Le Centre des libertés civiles (CCL), une ONG documentant les crimes de guerre imputés aux troupes russes, est devenu le premier Nobel de la paix ukrainien, récompensé aux côtés de représentants des sociétés civiles russe et bélarusse.

La décision du comité Nobel norvégien a provoqué le choc et la joie parmi les membres du CCL, organisation réputée, mais peu connue du grand public.

" Lorsque nous avons appris la nouvelle, nous avons été stupéfaits ", a déclaré aux médias la porte-parole du Centre des libertés civiques, Anna Trouchova. " Nous considérons ce prix comme une reconnaissance de notre activité ".

Le Centre des libertés civiles, dirigé par la défenseure des droits humains Olexandra Matviïtchouk, s’est fait connaître après l’annexion en 2014 par la Russie de la péninsule de Crimée

 

 

Fondée en 2007, l’organisation est dirigée par la défenseure des droits humains Olexandra Matviïtchouk, qui a appris la nouvelle alors qu’elle se trouvait à l’étranger en route vers l’Ukraine, et à la veille de son 38e anniversaire.

" C’est avant tout la récompense pour Olexandra ", qui " rassemble autour d’elle des gens incroyables et fait un travail immense en matière des droits de l’homme ", a déclaré à l’AFP Alissa Malytska, membre du conseil d’administration de l’ONG.

Se disant " ravie " de recevoir la prestigieuse récompense, Mme Matviïtchouk a aussitôt appelé sur Facebook à juger devant un tribunal international le président russe Vladimir Poutine, son homologue bélarusse Alexandre Loukachenko " et d’autres criminels de guerre ".

Le Centre des libertés civiles s’est fait connaître après l’annexion en 2014 par la Russie de la péninsule de Crimée (sud), suivie d’un conflit armé avec des séparatistes soutenus par Moscou dans l’est de l’Ukraine.

Le CCL a fait de la création d’un Tribunal international pour la condamnation de Poutine un de ses objectifs majeurs.

 

L’ONG a lancé une campagne internationale réclamant la libération de prisonniers ukrainiens victimes de détentions arbitraires par les Russes et les séparatistes.

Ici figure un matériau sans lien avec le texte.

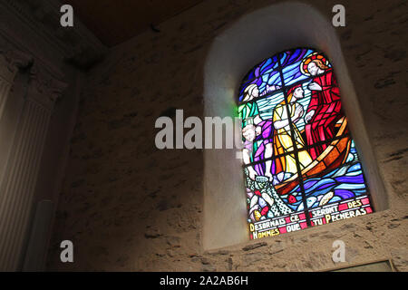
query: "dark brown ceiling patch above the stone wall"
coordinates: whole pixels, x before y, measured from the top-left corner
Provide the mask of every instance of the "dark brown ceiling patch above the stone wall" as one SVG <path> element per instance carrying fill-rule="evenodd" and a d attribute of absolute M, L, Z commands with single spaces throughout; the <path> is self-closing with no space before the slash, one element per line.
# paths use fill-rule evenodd
<path fill-rule="evenodd" d="M 76 17 L 81 18 L 96 37 L 108 47 L 124 43 L 152 30 L 164 31 L 161 24 L 182 14 L 203 0 L 61 0 L 73 6 Z"/>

Le plus connu d’entre eux était le cinéaste Oleg Sentsov, réalisateur entre autres du film Rhino, présenté au festival de Venise (Italie) en 2021. Arrêté en Crimée après avoir protesté contre son annexion, M. Senstov avait passé cinq ans dans les prisons russes, avant d’être finalement libéré en 2019, lors d’un échange de prisonniers entre l’Ukraine et la Russie.

" C’est elle (Olexandra Matviïtchouk,) qui a lancé l’idée de la campagne internationale #SaveSentsov ", a raconté à l’AFP Olexandre Starodoubtsev, chef adjoint de l’agence nationale anti-corruption, qui a participé avec la jeune femme à un programme pour des jeunes leaders ukrainiens à l’université américaine de Stanford en 2017-2018.

" Lessia (diminutif d’Olexandra) est très puissante et confiante en ce qu’elle fait ", a-t-il fait valoir.

" Toute sa vie est soumise à sa mission. Quand on étudiait aux Etats-Unis, elle s’occupait en parallèle, la nuit, " de ces projets des droits humains, a-t-il ajouté.

Le mot d’ordre affiché sur la page Facebook de Mme Matviïtchouk semble appuyer ses propos: " Pessimisme c’est un luxe qu’on ne peut pas se permettre. Quand tes forces te quittent, ton caractère émerge ".

Le massacre de Boutcha, dans les environs de Kiev, a eu lieu aux débuts de l’invasion de l’Ukraine, juste avec le retrait des troupes russes, vaincues par la résistance ukrainienne dans la capitale.

 

Après le début de l’invasion russe en février, le CCL a commencé la documentation de crimes de guerre imputés aux troupes russes par Kiev.

S’appuyant sur l’aide de bénévoles, l’ONG a notamment envoyé des groupes mobiles sur les lieux de crimes, tout en œuvrant pour faciliter le retour en Ukraine de " dizaines de milliers " d’Ukrainiens contraints de quitter la zone de guerre vers la Russie.

" Nous avons déjà enregistré plus de 20.000 crimes ", a indiqué Mme Trouchova.

Le premier Nobel de la paix du pays n’a pas fait que des heureux en Ukraine, certains jugeant mal placée l’idée de partager le prix entre militants russes et ukrainiens au moment où l’Ukraine est envahie par l’armée de Moscou.

" Très mauvaise idée (…) mais très typique pour l’Occident ", a commenté sur Facebook Olga Roudenko, rédactrice en chef du média anglophone Kyiv Independent. " Il nous faut encore beaucoup travailler pour qu’on nous voie comme un phénomène séparé et non juste une partie de la région avec la Russie et le Bélarus ".